Горница служила ему жильем. Крохотная по сравнению с Минодориной комнатой, она имела лишь одно окно, выходящее в густой, нарочно запущенный садик. В красном углу горницы, на приземистой лавке, стоял потемневший от времени сосновый гроб, напротив через горницу возвышался от полу до потолка широкий и богато убранный иконостас. Если гроб предназначался здесь всего-навсего для устрашения посторонних, коли они ненароком заглянули бы сюда, и ради поддержания авторитета старого странноприимца среди братии, то иконостас играл неизмеримо большую роль. Изголовьем к гробу помещался деревянный топчан с постелью, а из-под него виднелся краешек железной шкатулки, к которой и потянулся хозяин, предварительно сняв ключик с пояса. Уложив деньги на самое дно, Коровин вынул связку тоненьких свечек и прислушался.
— Спят после шуму, — пробормотал он, закрывая шкатулку. — Но пора-с!
Подойдя к иконостасу, Прохор Петрович отодвинул в сторону медный образок Христа в терновом венце, просунул руку в образовавшееся отверстие и нажал на невидимую щеколду. Увешанный иконами щиток плавно и бесшумно повернулся на стержне, обнаружив в стене возле печи узенький проход. Коровин вошел в него, притворил за собою щиток иконостаса и, спустившись вниз по пологой лестничке, с силой толкнул массивную дверь. За нею открылся неширокий низкий коридор, освещенный единственным светильником, подвешенным к бревенчатому потолку.
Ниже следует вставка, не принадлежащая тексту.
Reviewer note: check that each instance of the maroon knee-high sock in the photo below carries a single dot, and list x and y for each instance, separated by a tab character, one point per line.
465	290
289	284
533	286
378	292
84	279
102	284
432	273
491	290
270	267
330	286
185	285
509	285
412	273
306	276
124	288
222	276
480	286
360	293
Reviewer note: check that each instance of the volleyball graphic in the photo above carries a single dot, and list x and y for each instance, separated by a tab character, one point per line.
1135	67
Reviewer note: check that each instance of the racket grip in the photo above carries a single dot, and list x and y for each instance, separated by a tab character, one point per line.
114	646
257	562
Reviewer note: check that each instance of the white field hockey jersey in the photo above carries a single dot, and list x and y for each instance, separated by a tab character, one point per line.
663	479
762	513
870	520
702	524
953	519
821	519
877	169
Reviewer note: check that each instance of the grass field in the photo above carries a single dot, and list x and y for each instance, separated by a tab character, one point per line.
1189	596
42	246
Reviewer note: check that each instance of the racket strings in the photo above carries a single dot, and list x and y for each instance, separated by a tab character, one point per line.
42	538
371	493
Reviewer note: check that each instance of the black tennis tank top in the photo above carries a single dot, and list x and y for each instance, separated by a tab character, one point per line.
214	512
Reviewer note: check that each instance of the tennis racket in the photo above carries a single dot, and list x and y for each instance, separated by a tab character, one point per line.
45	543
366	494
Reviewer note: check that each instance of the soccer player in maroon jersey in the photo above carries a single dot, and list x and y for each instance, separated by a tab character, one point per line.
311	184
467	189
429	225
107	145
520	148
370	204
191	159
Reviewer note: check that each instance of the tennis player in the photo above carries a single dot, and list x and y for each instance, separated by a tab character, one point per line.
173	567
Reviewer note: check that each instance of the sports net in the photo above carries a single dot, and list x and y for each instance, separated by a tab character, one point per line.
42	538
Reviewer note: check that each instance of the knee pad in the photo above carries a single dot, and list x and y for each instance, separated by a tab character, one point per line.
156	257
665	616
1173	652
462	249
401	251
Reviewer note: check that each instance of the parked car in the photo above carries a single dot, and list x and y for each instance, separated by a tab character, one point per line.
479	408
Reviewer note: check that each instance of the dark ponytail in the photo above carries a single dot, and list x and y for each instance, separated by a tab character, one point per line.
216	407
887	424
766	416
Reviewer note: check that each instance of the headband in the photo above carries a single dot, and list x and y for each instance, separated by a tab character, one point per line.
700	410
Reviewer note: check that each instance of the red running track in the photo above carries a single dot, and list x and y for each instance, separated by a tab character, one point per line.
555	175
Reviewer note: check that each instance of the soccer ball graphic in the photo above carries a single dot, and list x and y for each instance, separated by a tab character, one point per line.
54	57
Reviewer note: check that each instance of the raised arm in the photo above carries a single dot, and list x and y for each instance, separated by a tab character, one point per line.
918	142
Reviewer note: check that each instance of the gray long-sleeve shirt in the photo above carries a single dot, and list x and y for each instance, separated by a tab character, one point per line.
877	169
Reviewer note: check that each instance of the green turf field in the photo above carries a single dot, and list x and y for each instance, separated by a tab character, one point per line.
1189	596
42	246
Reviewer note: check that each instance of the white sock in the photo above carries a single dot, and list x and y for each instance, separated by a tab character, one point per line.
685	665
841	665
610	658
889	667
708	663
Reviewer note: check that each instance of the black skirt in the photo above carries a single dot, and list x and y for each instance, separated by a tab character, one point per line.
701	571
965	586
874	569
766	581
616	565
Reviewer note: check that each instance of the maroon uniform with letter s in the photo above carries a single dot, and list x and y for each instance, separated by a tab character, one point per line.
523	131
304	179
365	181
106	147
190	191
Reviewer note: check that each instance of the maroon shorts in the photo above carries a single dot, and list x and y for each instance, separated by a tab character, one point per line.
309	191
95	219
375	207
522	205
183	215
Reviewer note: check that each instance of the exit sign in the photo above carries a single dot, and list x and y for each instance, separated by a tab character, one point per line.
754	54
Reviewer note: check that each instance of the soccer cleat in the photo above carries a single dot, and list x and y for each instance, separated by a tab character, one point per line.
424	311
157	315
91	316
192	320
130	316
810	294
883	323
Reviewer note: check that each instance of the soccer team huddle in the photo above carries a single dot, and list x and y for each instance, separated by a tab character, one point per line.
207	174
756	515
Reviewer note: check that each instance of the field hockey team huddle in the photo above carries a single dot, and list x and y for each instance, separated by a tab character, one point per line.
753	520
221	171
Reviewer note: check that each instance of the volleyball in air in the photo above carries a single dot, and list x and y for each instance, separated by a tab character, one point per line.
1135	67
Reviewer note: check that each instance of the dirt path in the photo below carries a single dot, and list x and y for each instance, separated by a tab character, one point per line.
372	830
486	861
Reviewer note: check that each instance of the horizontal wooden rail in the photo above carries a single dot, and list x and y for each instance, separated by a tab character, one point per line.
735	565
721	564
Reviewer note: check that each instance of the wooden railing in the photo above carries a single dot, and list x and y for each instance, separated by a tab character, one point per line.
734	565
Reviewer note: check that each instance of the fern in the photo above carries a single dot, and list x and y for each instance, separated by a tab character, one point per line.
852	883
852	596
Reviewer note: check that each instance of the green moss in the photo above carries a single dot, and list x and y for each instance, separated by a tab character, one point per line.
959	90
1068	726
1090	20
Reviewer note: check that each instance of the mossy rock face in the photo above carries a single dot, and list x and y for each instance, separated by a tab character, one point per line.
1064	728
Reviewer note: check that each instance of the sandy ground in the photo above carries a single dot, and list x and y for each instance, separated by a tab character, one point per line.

Это и была обитель христиан-скрытников.
По обеим сторонам коридора виднелись дверцы келий, отмеченные иезуитскими крестами. Размашисто и жирно намалеванные кресты казались чугунными и своей грузной тяжестью будто вдавливали дверцы вместе с кельями куда-то в преисподнее бездонье. Келий было шесть, но дверей восемь: седьмая, в конце коридора, более широкая и высокая дверь вела в молельню, и восьмая, ничем не приметная, выводила из подвала в курятник во дворе.